Automotive assembly line workers
Salary range: $31,000 to $60,000
What happened: “The demand for U.S. cars has shrunk, and that affects those in the domestic auto industry as well as those in supporting industries,” says Cohen, the career coach. General Motors, Ford and Chrysler also struggle with union rules and regulations.
For 2010, 11.5 million new vehicles were sold in the U.S., according to Edmunds.com. This marked an increase over 2009, the worst year in nearly three decades for the auto industry, with sales of 10.4 million vehicles, according to researcher IHS Automotive. These figures are a far cry from the more than 17 million in sales that auto manufacturers enjoyed in the early 2000s.
A good replacement job: If you’re good with procedures, rules and regulations — skills often needed on an assembly line — look into security positions, Cohen says. Security-related jobs can be found in the private and public sectors. Think police, fire, sanitation or even food inspection.
Pharmaceutical sales representatives
Salary range: $75,000 to $106,000
What happened: For the past several years, pharmaceutical companies have been restructuring, consolidating and cutting jobs. In 2010, layoffs in the pharmaceutical industry surpassed the 50,000 mark, according to Challenger, Gray & Christmas Inc., an outplacement consulting organization based in Chicago.

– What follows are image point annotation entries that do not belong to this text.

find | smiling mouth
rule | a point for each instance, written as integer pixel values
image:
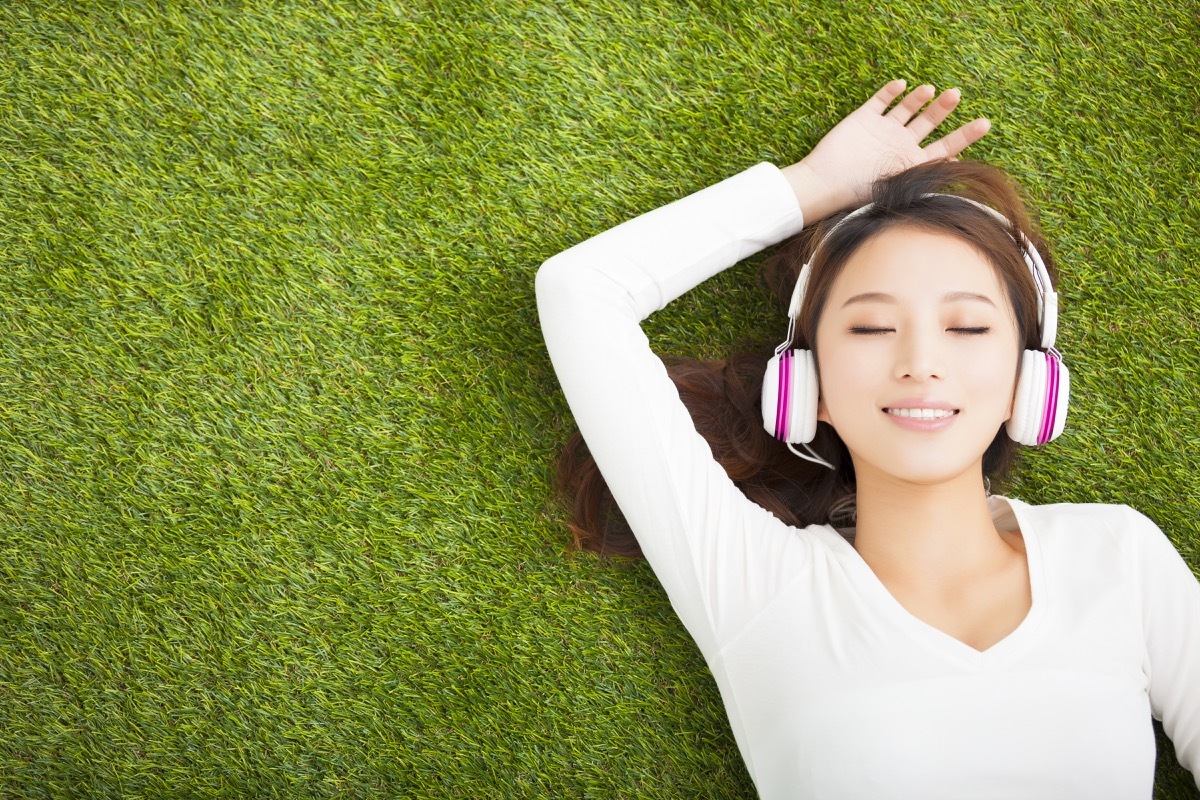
(921, 413)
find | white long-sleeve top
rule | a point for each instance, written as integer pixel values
(832, 687)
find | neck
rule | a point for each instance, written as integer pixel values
(945, 528)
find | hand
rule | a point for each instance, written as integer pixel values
(873, 142)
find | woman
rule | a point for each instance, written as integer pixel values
(943, 643)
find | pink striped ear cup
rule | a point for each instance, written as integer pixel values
(790, 397)
(1043, 392)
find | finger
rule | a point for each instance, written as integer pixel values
(935, 113)
(883, 97)
(911, 103)
(954, 143)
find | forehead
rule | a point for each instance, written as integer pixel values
(913, 264)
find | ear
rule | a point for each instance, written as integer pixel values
(823, 413)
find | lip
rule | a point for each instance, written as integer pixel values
(923, 426)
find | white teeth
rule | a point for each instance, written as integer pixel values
(922, 413)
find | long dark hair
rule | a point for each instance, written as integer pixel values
(724, 396)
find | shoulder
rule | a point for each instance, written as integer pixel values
(1092, 525)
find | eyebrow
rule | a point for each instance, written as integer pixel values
(951, 296)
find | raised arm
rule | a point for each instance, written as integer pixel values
(709, 546)
(874, 142)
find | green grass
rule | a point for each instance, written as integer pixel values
(276, 422)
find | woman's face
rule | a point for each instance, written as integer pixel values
(917, 352)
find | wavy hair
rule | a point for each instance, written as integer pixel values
(724, 396)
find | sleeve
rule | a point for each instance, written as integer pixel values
(1171, 623)
(718, 554)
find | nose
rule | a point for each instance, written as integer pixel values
(919, 356)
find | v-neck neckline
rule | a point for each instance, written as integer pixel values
(939, 639)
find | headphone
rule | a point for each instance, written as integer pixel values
(1043, 386)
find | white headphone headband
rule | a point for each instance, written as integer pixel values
(1048, 299)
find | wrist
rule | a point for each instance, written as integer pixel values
(817, 198)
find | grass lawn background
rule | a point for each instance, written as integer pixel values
(276, 422)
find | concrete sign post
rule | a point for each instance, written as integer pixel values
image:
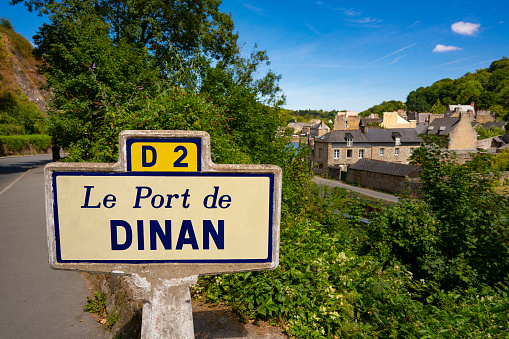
(164, 214)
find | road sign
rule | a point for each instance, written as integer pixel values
(164, 214)
(163, 206)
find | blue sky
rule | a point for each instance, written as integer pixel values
(355, 54)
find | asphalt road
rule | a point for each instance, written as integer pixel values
(35, 301)
(374, 194)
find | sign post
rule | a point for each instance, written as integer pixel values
(163, 214)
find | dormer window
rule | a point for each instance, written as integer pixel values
(349, 139)
(397, 138)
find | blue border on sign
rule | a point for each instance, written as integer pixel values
(131, 141)
(271, 177)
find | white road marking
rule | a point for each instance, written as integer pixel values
(14, 182)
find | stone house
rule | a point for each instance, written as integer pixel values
(382, 175)
(343, 147)
(395, 120)
(456, 133)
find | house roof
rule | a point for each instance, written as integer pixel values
(341, 136)
(373, 135)
(442, 126)
(463, 108)
(366, 121)
(387, 135)
(497, 124)
(421, 127)
(384, 167)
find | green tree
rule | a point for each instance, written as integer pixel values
(438, 108)
(457, 233)
(107, 58)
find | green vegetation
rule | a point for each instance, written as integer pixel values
(21, 122)
(484, 133)
(386, 106)
(20, 144)
(96, 305)
(436, 267)
(486, 88)
(304, 115)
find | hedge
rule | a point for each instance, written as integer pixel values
(23, 144)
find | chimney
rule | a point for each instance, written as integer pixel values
(340, 122)
(353, 122)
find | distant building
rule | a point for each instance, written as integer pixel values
(456, 133)
(349, 141)
(382, 175)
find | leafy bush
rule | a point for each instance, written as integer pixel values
(16, 144)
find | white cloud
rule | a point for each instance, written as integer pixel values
(254, 9)
(442, 48)
(451, 62)
(367, 20)
(312, 29)
(398, 58)
(388, 55)
(465, 28)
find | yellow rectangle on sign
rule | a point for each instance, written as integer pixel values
(166, 218)
(150, 156)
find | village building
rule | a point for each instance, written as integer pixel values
(382, 175)
(455, 133)
(350, 141)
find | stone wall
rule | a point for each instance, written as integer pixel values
(379, 181)
(124, 299)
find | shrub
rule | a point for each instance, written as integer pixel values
(19, 144)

Of those affected in the pharmaceutical industry, pharmaceutical sales representatives have been hit the hardest, says Adriana Llames, author of “Career Sudoku.”
“Generic drugs and federal regulations have dried up these formerly highly compensated positions, and these well-educated sales professionals need to find jobs that take advantage of their skills,” Llames says.

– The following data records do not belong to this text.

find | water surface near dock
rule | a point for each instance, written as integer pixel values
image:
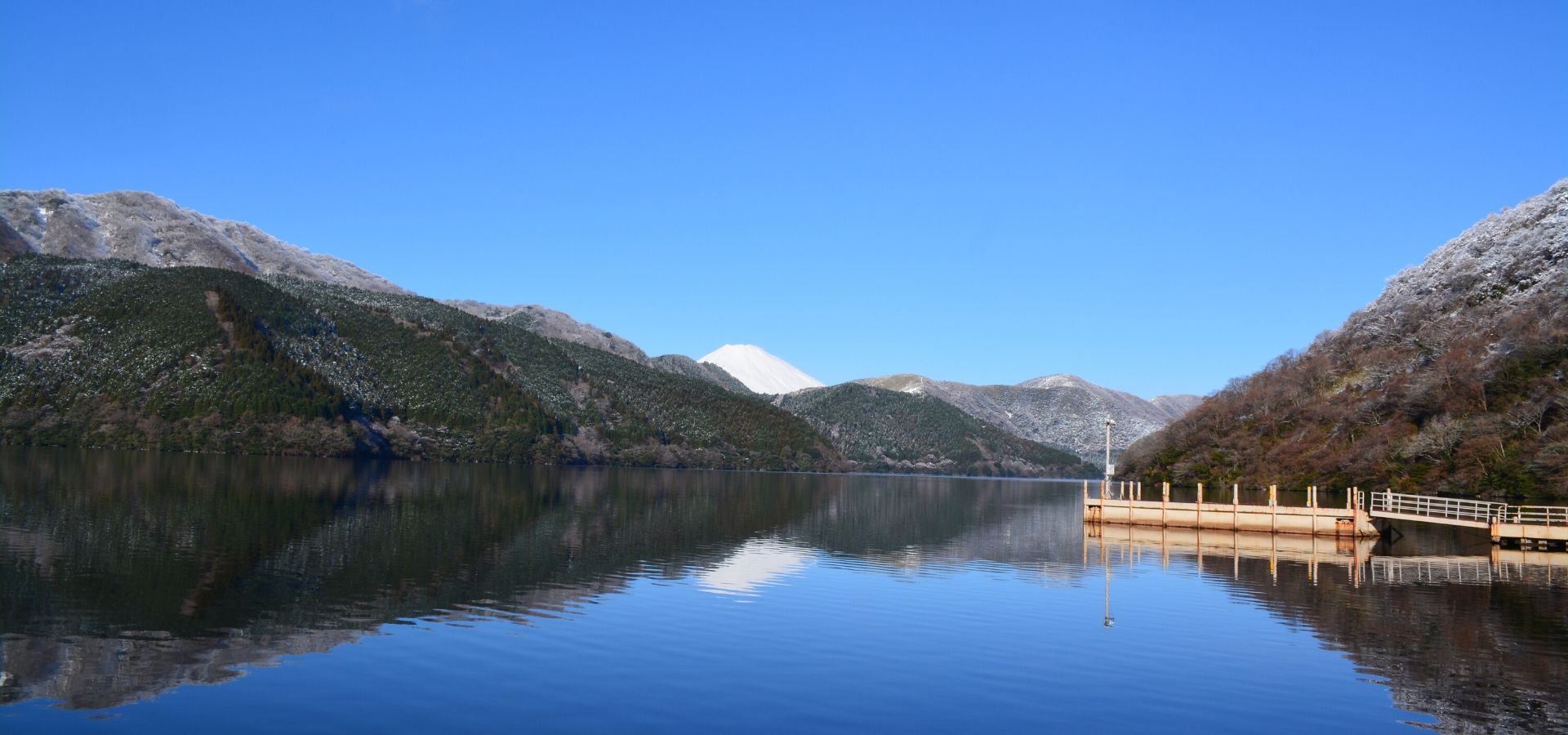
(151, 593)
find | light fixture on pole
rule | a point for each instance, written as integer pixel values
(1111, 469)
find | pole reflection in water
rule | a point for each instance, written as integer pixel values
(612, 599)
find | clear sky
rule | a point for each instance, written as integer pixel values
(1157, 196)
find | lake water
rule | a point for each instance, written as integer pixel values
(172, 593)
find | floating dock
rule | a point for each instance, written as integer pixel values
(1312, 521)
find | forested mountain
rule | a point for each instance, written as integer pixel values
(1455, 380)
(1060, 411)
(117, 354)
(891, 431)
(562, 327)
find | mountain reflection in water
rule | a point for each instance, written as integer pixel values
(126, 576)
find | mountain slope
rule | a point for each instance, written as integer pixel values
(1450, 381)
(115, 354)
(562, 327)
(681, 364)
(1060, 409)
(153, 231)
(760, 370)
(891, 431)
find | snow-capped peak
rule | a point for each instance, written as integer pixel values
(760, 370)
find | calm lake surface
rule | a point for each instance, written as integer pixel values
(172, 593)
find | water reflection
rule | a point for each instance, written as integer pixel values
(1479, 641)
(124, 576)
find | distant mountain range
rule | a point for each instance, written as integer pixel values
(1058, 409)
(1455, 380)
(323, 376)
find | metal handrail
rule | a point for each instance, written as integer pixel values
(1470, 510)
(1438, 506)
(1537, 514)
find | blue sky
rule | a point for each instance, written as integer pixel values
(1156, 196)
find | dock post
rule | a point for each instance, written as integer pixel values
(1274, 508)
(1313, 502)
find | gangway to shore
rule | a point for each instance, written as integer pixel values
(1128, 506)
(1529, 525)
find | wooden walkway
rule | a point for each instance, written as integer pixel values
(1128, 506)
(1529, 525)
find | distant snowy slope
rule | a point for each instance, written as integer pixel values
(153, 231)
(760, 370)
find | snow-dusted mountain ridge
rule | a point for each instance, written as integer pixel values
(149, 229)
(1058, 409)
(760, 370)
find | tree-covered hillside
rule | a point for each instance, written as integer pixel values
(1452, 381)
(893, 431)
(115, 354)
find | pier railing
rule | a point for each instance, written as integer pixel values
(1479, 511)
(1535, 514)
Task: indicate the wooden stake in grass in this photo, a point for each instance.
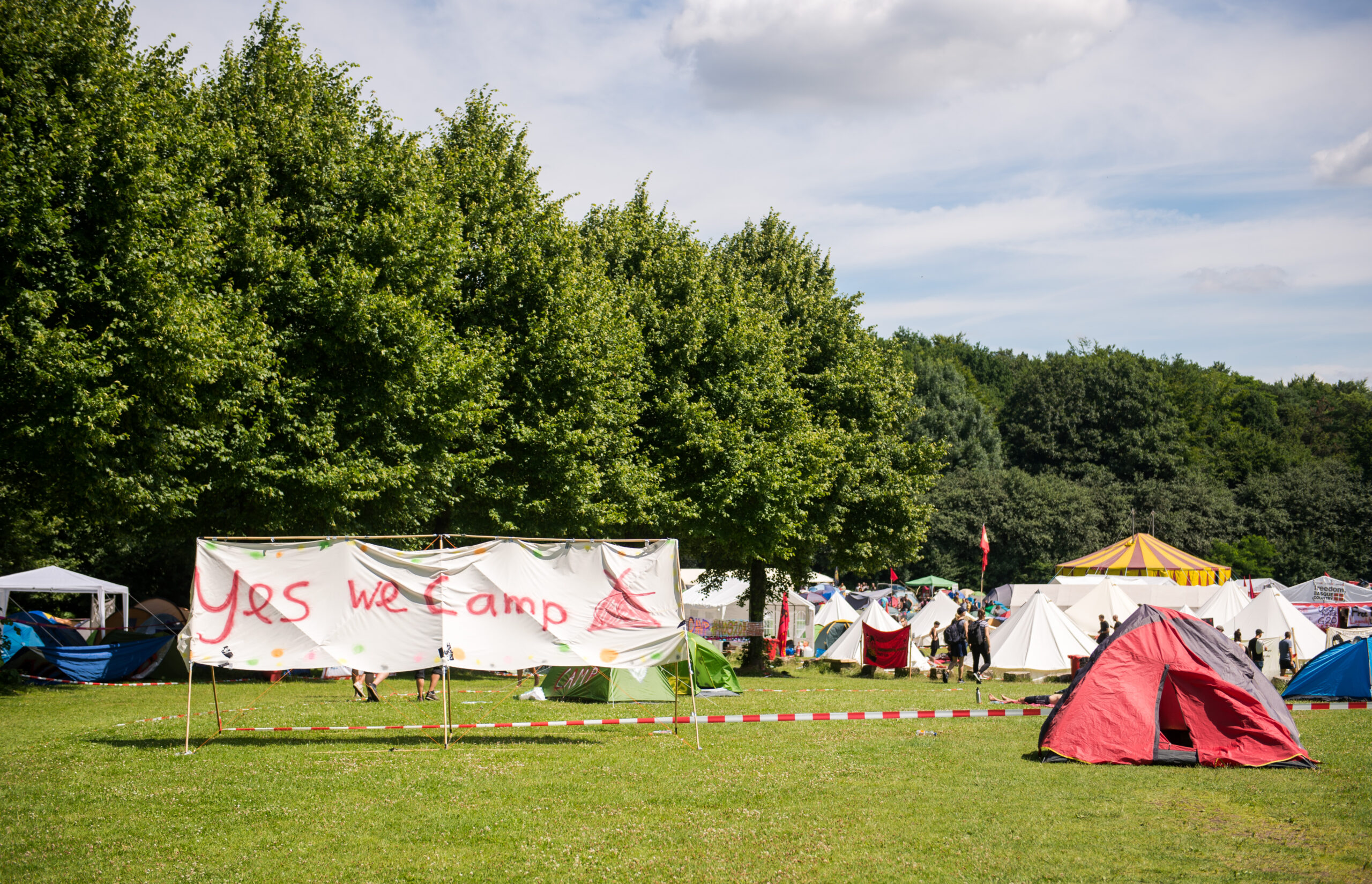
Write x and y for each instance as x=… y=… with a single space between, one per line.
x=190 y=677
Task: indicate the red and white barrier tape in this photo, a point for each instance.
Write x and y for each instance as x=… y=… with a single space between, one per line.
x=690 y=720
x=765 y=718
x=1307 y=707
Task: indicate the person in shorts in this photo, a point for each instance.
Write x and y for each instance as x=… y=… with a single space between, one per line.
x=957 y=638
x=433 y=676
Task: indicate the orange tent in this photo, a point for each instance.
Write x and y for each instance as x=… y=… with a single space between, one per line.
x=1143 y=555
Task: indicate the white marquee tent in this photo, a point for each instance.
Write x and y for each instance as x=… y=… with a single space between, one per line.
x=1224 y=604
x=1039 y=637
x=848 y=648
x=1105 y=599
x=1275 y=615
x=54 y=580
x=942 y=610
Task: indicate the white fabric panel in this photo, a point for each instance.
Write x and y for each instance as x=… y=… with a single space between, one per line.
x=498 y=606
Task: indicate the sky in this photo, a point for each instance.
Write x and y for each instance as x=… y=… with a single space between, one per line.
x=1165 y=176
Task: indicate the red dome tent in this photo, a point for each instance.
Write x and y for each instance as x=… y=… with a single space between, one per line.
x=1170 y=689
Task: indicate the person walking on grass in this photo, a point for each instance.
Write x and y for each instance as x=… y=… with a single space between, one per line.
x=1256 y=650
x=957 y=637
x=1285 y=655
x=433 y=674
x=979 y=638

A good replacement job: A sales position in a related health care field, Llames says. Consider listing “health care industry” instead of “pharmaceutical industry” on your resume to broaden your options. Two fields of work to consider: sales of electronic medical records, or EMR, or medical waste services.
Salary range: $30,000 to $42,000
What happened: Jobs in the financial industry that involve back-office operations such as account servicing, mortgage and personal loan approval, and information technology departments are phasing out, notes Cohen. The recession has caused many brick-and-mortar banks to close, and the Internet is leading more consumers to automated and online banking.

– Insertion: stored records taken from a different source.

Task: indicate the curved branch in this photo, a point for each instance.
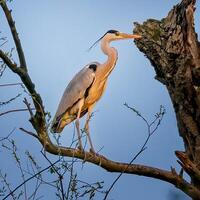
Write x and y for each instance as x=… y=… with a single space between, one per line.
x=39 y=124
x=15 y=35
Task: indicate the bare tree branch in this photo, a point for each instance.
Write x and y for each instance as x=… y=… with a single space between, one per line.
x=15 y=35
x=39 y=123
x=15 y=110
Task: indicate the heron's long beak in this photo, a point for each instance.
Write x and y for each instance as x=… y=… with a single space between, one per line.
x=129 y=36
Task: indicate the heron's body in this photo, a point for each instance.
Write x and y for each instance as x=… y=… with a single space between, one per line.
x=87 y=87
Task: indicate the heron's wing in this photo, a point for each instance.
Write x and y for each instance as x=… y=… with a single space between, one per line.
x=75 y=90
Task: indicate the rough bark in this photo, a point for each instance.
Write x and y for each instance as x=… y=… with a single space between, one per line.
x=173 y=49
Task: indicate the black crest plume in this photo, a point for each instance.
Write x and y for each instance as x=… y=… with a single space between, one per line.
x=110 y=31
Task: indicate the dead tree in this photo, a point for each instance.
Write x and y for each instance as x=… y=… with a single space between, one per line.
x=172 y=47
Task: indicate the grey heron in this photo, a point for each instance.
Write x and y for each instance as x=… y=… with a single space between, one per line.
x=87 y=87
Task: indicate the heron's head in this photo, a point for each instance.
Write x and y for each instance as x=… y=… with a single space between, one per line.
x=113 y=35
x=116 y=35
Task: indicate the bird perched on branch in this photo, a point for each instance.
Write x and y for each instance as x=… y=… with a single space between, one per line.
x=87 y=87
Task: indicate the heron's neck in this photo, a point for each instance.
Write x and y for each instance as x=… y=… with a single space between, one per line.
x=111 y=52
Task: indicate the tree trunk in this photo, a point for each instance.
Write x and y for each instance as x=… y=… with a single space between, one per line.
x=173 y=49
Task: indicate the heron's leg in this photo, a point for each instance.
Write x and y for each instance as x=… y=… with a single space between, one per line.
x=80 y=105
x=87 y=127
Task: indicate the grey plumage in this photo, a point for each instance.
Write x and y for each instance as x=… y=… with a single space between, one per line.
x=87 y=87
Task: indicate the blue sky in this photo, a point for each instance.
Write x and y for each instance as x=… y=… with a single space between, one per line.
x=55 y=36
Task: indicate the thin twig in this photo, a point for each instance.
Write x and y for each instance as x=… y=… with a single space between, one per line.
x=15 y=110
x=59 y=176
x=30 y=133
x=46 y=168
x=15 y=35
x=28 y=106
x=10 y=84
x=158 y=117
x=5 y=138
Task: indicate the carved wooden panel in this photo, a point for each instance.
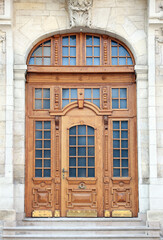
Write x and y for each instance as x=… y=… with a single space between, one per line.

A good replacement job: Any job in risk management. Financial institutions and government bodies have needs in this area. To make the switch, demonstrate that you have the interest and are making the commitment through additional training, Cohen says.
Salary range: $26,000 to $45,000
What happened: In short, the Internet. With more readers absorbing their news online, the demand for print has fallen and newspaper jobs are dwindling. Another 4,400 jobs in this industry will disappear by 2018 (out of 69,400 total in 2008), according to the Bureau of Labor Statistics.
A good replacement job: Online reporter. While print is drying up, there is demand for more information on the Internet. Another option to consider: communication specialist in a corporation.
“Your choice of industry is only one factor in keeping a job,” says Jeff Cohen, author of “The Complete Idiot’s Guide to Recession-Proof Careers.” “Never underestimate the importance of your education, training, performance on the job and work relationships to stay ahead of the game.”